Linguists and computational linguists have come up with some quite useful theories of the semantics of function words and the corresponding logical elements such as generalized quantifiers and negation (Woods 1968; Montague, 1973; Steedman 2012). There has been much less progress in defining a usable semantics for content words. The effects of this deficiency are very bad: linguists find themselves in the embarrassing position of saying that the meaning of "seek" is seek'. Computationalists find that their wide coverage parsers, which are now fast and robust enough to parse billions of words of web text, have very low recall as question answerers because, while the answers to questions like "Who bought YouTube'" are out there on the web, they are not stated in the form suggested by the question, "X bought YouTube", but in some other form that paraphrases or entails the answer, such as "X's purchase of YouTube". Semantics as we know it is not provided in a form that supports practical inference over the variety of expression we see in real text.

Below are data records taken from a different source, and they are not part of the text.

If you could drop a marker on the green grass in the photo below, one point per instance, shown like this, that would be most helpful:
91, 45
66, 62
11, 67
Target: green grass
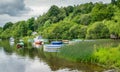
103, 52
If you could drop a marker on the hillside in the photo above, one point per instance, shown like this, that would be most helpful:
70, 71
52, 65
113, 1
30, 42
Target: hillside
89, 20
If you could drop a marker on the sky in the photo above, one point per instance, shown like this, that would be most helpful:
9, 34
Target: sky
17, 10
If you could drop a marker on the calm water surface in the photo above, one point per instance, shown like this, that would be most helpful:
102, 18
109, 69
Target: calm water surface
36, 60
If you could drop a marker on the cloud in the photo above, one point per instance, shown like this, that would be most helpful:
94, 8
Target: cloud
13, 7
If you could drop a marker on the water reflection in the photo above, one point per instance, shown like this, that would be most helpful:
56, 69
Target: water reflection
36, 60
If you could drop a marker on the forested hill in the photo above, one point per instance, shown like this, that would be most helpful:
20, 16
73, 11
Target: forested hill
89, 20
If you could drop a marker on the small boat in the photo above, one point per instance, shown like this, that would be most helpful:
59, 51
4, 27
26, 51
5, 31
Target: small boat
11, 41
53, 47
65, 41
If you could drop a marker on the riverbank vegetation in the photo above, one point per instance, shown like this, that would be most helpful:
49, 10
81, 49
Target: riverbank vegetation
102, 52
89, 20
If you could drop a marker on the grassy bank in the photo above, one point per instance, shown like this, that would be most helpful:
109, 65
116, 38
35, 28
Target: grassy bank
103, 52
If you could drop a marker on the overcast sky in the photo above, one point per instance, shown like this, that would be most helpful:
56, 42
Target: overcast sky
16, 10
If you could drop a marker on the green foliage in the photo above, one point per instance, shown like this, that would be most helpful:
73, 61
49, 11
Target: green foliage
101, 11
102, 52
97, 30
70, 22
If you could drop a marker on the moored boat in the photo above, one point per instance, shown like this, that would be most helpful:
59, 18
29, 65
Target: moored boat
53, 47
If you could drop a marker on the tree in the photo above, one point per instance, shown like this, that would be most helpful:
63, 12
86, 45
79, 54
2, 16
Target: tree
53, 11
97, 30
30, 23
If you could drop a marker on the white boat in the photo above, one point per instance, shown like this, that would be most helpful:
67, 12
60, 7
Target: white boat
11, 40
52, 48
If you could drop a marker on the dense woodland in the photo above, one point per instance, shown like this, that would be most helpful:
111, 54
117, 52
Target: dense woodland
84, 21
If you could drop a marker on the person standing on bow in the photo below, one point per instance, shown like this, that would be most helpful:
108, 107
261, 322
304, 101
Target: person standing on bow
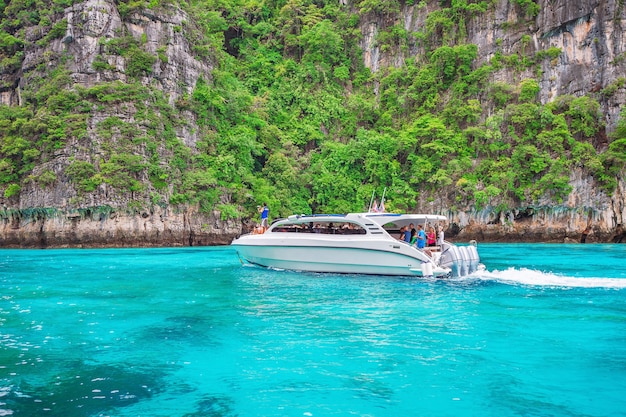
265, 211
421, 237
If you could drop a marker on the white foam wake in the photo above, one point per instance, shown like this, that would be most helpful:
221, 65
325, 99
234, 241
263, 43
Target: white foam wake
533, 277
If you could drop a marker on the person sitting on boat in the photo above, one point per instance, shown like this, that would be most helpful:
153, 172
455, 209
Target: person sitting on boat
264, 215
402, 230
431, 240
421, 237
407, 233
440, 236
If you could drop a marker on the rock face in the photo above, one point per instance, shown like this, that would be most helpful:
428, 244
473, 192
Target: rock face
107, 228
590, 34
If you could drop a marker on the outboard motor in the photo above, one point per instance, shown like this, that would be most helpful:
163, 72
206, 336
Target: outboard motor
474, 257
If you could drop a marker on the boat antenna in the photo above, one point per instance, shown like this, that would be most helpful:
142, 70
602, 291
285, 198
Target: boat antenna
382, 201
371, 201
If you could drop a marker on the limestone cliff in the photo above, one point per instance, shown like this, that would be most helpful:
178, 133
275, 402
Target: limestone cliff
590, 35
592, 39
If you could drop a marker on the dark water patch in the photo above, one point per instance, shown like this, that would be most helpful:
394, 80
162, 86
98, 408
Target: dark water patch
214, 406
188, 329
90, 391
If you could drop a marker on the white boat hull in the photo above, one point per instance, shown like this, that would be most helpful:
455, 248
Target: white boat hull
354, 243
376, 258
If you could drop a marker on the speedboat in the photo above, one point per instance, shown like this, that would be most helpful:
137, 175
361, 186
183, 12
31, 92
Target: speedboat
355, 243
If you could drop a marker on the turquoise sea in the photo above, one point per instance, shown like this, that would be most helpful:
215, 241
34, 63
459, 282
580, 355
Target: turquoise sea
192, 332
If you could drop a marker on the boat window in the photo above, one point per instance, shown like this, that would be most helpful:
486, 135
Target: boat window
332, 228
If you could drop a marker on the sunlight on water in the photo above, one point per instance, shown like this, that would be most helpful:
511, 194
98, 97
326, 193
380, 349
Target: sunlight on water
532, 277
190, 332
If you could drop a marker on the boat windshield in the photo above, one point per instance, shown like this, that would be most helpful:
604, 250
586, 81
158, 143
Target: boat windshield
333, 228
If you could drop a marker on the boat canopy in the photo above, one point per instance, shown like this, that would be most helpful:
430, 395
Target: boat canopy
381, 219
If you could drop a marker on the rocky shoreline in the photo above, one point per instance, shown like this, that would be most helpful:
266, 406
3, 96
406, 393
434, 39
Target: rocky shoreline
161, 227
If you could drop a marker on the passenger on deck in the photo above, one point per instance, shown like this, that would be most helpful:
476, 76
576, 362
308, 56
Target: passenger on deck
421, 237
440, 236
431, 239
407, 233
402, 230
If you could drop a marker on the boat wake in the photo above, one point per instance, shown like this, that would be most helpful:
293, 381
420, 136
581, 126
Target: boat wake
526, 276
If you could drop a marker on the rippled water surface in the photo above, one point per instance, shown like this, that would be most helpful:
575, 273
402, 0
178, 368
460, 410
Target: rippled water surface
192, 332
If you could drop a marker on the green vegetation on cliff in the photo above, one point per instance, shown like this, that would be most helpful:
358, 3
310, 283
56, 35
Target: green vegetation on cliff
290, 115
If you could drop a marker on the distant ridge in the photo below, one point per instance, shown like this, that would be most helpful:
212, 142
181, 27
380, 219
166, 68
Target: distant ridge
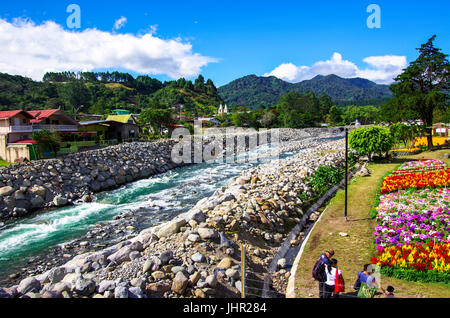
254, 91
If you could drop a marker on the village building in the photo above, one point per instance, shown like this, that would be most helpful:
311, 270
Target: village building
441, 129
17, 127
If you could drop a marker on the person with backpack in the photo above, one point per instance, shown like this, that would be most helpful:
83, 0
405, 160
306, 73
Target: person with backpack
318, 272
389, 292
335, 283
367, 284
362, 277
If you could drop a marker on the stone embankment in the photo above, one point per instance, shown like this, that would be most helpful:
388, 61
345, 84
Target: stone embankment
197, 254
76, 177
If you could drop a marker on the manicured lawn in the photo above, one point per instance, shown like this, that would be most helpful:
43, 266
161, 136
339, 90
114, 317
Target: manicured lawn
355, 250
4, 163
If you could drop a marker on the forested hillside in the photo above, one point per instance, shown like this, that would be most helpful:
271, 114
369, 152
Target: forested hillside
100, 93
253, 91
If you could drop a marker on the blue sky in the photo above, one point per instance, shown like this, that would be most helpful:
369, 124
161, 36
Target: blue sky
231, 39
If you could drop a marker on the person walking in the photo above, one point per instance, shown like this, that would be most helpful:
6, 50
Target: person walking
335, 281
318, 272
389, 292
368, 284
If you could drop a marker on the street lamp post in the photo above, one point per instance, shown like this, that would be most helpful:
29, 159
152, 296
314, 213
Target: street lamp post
346, 172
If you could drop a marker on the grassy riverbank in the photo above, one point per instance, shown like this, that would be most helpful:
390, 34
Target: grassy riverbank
356, 249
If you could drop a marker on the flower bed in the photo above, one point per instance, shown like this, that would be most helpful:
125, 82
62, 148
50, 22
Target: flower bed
426, 165
416, 180
413, 223
407, 216
423, 141
417, 262
406, 152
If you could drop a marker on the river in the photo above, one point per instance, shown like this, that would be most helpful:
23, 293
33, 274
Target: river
163, 197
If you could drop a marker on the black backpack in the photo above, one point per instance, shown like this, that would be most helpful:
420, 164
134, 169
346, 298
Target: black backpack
319, 271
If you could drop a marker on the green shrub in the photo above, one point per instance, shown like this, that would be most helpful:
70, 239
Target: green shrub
370, 141
324, 178
431, 276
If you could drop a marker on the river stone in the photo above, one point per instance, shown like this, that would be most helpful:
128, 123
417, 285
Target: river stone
226, 263
198, 258
6, 191
37, 202
281, 263
51, 294
106, 285
138, 282
56, 275
37, 190
29, 284
179, 283
158, 288
61, 287
194, 238
206, 233
59, 201
158, 275
121, 292
211, 281
136, 292
121, 255
178, 269
166, 257
194, 278
84, 287
171, 228
4, 294
135, 255
232, 273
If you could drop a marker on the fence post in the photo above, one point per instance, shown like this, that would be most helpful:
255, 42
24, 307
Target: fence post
346, 173
243, 270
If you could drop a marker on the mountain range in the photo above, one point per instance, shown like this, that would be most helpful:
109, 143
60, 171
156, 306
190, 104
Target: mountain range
254, 91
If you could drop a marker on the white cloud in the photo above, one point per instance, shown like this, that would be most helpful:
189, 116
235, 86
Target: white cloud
382, 70
120, 23
32, 50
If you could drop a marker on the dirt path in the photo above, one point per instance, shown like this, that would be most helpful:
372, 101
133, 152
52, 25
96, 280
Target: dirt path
356, 249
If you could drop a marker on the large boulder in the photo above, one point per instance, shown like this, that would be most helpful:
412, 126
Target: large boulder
6, 191
28, 285
180, 283
60, 201
207, 234
121, 255
56, 275
171, 228
37, 190
84, 287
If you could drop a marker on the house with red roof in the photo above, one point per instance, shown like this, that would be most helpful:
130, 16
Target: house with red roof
17, 127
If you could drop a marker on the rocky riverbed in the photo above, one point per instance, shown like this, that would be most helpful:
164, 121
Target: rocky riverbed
76, 177
196, 254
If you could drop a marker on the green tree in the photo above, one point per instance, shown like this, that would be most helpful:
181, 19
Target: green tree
47, 139
75, 96
334, 115
156, 118
424, 85
404, 133
268, 119
372, 140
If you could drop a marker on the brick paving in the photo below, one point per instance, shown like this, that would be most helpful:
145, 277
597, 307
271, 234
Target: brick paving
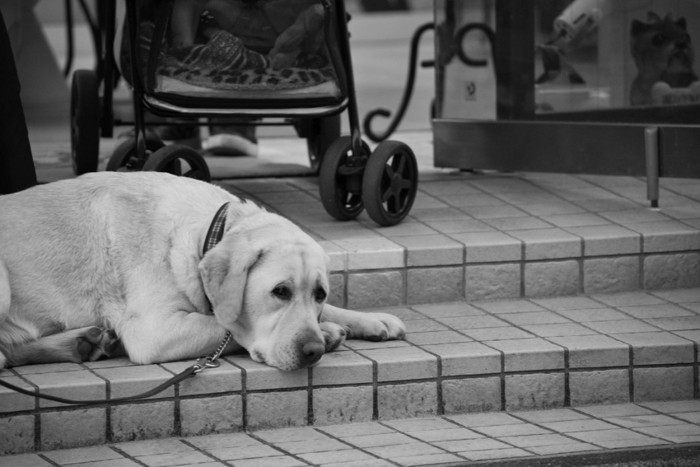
458, 357
413, 441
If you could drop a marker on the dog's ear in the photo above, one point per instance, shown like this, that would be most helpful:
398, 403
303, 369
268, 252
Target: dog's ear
224, 272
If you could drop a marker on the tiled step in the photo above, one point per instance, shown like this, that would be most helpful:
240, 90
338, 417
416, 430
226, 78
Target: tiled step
657, 433
459, 357
497, 236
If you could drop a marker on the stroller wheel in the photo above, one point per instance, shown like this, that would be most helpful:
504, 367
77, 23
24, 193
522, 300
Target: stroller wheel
390, 183
340, 179
179, 160
322, 132
127, 149
85, 122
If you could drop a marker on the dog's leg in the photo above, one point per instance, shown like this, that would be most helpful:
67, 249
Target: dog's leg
155, 337
76, 345
363, 325
4, 305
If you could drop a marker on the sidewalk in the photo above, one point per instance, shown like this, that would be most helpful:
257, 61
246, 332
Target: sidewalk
604, 433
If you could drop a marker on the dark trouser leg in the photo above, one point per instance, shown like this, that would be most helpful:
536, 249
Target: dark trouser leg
16, 164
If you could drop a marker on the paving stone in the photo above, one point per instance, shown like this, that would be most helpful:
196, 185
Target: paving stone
406, 400
374, 289
591, 351
471, 395
489, 247
277, 409
437, 284
383, 439
131, 380
534, 391
651, 348
492, 281
11, 401
672, 271
468, 358
431, 250
529, 354
337, 368
17, 434
74, 428
599, 387
602, 240
142, 421
545, 244
83, 455
396, 364
551, 278
663, 383
342, 405
260, 376
78, 385
482, 455
224, 378
211, 415
606, 275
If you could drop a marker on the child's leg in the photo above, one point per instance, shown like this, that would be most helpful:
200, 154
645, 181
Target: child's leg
183, 22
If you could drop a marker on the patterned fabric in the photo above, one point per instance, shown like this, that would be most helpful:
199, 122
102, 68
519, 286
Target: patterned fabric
225, 64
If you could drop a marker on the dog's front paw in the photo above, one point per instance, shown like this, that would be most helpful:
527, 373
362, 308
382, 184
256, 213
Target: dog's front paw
379, 327
333, 335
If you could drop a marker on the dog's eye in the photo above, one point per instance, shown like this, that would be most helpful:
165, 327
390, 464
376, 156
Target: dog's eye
282, 292
320, 294
658, 39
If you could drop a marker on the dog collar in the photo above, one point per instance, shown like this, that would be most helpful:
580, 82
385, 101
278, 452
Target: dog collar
216, 229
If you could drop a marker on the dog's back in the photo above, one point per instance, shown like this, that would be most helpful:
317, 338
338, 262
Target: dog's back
59, 245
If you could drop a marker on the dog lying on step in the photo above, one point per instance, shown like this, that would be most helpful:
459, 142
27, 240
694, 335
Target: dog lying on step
112, 261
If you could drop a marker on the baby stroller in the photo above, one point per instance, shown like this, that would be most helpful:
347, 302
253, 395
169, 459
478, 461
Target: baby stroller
276, 59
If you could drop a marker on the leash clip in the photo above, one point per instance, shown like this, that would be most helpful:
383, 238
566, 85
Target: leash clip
211, 360
208, 363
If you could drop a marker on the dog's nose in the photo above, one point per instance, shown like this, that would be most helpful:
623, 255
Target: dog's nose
312, 352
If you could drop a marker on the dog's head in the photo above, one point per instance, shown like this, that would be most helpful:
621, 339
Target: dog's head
267, 281
662, 49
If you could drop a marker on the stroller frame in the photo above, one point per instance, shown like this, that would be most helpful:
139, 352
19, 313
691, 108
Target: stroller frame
351, 177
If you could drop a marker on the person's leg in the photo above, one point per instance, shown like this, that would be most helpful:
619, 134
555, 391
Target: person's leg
16, 164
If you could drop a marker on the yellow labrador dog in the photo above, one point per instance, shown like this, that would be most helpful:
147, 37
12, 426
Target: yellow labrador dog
116, 259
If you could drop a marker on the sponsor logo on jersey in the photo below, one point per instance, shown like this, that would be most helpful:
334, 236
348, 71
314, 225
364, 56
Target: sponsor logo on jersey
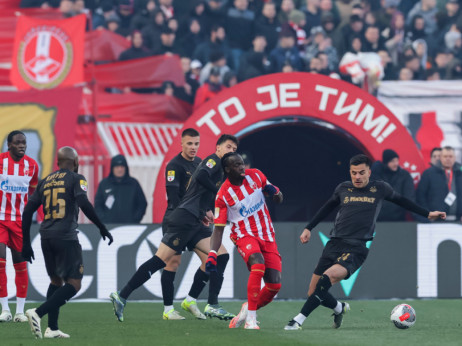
211, 163
4, 186
244, 211
84, 185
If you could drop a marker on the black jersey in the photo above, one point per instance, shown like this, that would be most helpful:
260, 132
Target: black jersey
57, 193
359, 208
177, 175
203, 187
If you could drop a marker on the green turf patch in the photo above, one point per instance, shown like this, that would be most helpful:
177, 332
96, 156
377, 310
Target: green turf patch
368, 323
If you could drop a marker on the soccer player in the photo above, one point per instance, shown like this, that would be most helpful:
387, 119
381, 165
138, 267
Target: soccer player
241, 200
61, 193
18, 180
178, 172
185, 228
360, 201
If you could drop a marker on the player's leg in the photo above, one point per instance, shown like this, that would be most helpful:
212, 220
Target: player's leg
166, 281
5, 315
200, 280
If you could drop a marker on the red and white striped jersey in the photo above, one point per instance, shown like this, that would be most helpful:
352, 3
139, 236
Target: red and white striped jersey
245, 208
16, 177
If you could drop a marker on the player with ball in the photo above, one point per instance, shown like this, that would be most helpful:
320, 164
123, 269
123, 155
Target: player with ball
360, 201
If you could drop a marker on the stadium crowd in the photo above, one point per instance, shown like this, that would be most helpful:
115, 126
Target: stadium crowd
222, 42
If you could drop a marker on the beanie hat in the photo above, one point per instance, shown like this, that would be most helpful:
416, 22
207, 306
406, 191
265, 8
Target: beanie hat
388, 155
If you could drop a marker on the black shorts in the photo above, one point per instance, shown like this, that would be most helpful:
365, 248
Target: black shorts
349, 256
63, 258
184, 230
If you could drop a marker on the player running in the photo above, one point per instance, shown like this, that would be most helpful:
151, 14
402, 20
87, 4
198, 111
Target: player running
360, 201
18, 180
241, 201
61, 193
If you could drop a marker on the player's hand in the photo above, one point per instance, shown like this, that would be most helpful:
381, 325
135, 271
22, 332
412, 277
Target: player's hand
435, 215
27, 253
305, 236
211, 264
105, 233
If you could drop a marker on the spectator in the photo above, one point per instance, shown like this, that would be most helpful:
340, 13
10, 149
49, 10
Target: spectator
441, 186
435, 156
167, 43
427, 10
216, 42
286, 54
217, 59
268, 25
143, 17
151, 32
239, 24
210, 88
119, 198
137, 50
400, 180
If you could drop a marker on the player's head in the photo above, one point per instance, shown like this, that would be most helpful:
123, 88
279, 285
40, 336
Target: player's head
448, 157
226, 144
435, 156
234, 167
68, 159
390, 158
190, 141
360, 170
17, 145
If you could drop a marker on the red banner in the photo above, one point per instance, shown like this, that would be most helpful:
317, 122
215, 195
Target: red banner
48, 118
138, 73
48, 53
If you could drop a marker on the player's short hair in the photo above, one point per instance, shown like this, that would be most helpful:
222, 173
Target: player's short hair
190, 132
14, 133
225, 159
225, 137
434, 149
360, 159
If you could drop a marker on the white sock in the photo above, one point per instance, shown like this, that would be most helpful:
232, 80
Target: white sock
190, 299
300, 318
251, 315
338, 309
4, 302
20, 305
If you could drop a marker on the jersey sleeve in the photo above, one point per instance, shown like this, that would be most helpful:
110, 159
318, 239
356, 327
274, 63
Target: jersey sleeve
221, 211
80, 186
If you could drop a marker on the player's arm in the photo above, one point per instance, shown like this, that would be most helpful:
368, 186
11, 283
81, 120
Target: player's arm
32, 205
406, 203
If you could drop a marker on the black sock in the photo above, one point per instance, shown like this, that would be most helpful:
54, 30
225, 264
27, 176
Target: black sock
58, 299
200, 280
142, 275
52, 314
166, 280
216, 279
319, 296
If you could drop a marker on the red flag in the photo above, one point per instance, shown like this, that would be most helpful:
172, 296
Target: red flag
48, 53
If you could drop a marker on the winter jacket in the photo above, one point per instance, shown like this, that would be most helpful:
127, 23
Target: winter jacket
120, 200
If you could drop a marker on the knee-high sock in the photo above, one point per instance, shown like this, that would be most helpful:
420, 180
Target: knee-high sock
166, 281
319, 295
58, 299
216, 279
142, 275
267, 294
257, 271
200, 280
53, 314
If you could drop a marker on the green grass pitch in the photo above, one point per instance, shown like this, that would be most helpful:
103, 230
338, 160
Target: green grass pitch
438, 323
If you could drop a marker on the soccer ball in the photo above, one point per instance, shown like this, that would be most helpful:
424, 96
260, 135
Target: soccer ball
403, 316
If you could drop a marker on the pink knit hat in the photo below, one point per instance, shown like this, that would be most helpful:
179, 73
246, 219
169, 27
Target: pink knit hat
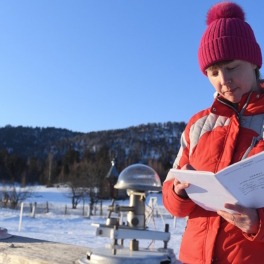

I'll discuss recent work with Mike Lewis which seeks to define a novel form of semantics for content words using semi-supervised machine learning methods over unlabeled text. True paraphrases are represented by the same semantic constant. Common-sense entailment is represented directly in the lexicon, rather than delegated to meaning postulates and theorem-proving. The method can be applied cross-linguistically, in support of machine translation. I'll discuss the relation of this representation of content to the hidden prelinguistic language of mind that must underlie all natural language semantics, but which has so far proved resistant to discovery.

Lewis and Steedman, 2013a: "Combined Distributional and Logical Semantics", Transactions of the Association for Comptuational Linguistics, 1, 179-192.

Lewis and Steedman, 2014b: "Combining Formal and Distributional Models of Temporal and Intensional Semantics", Proceedings of the ACL Workshop on Semantic Parsing, Baltimore, 28-32.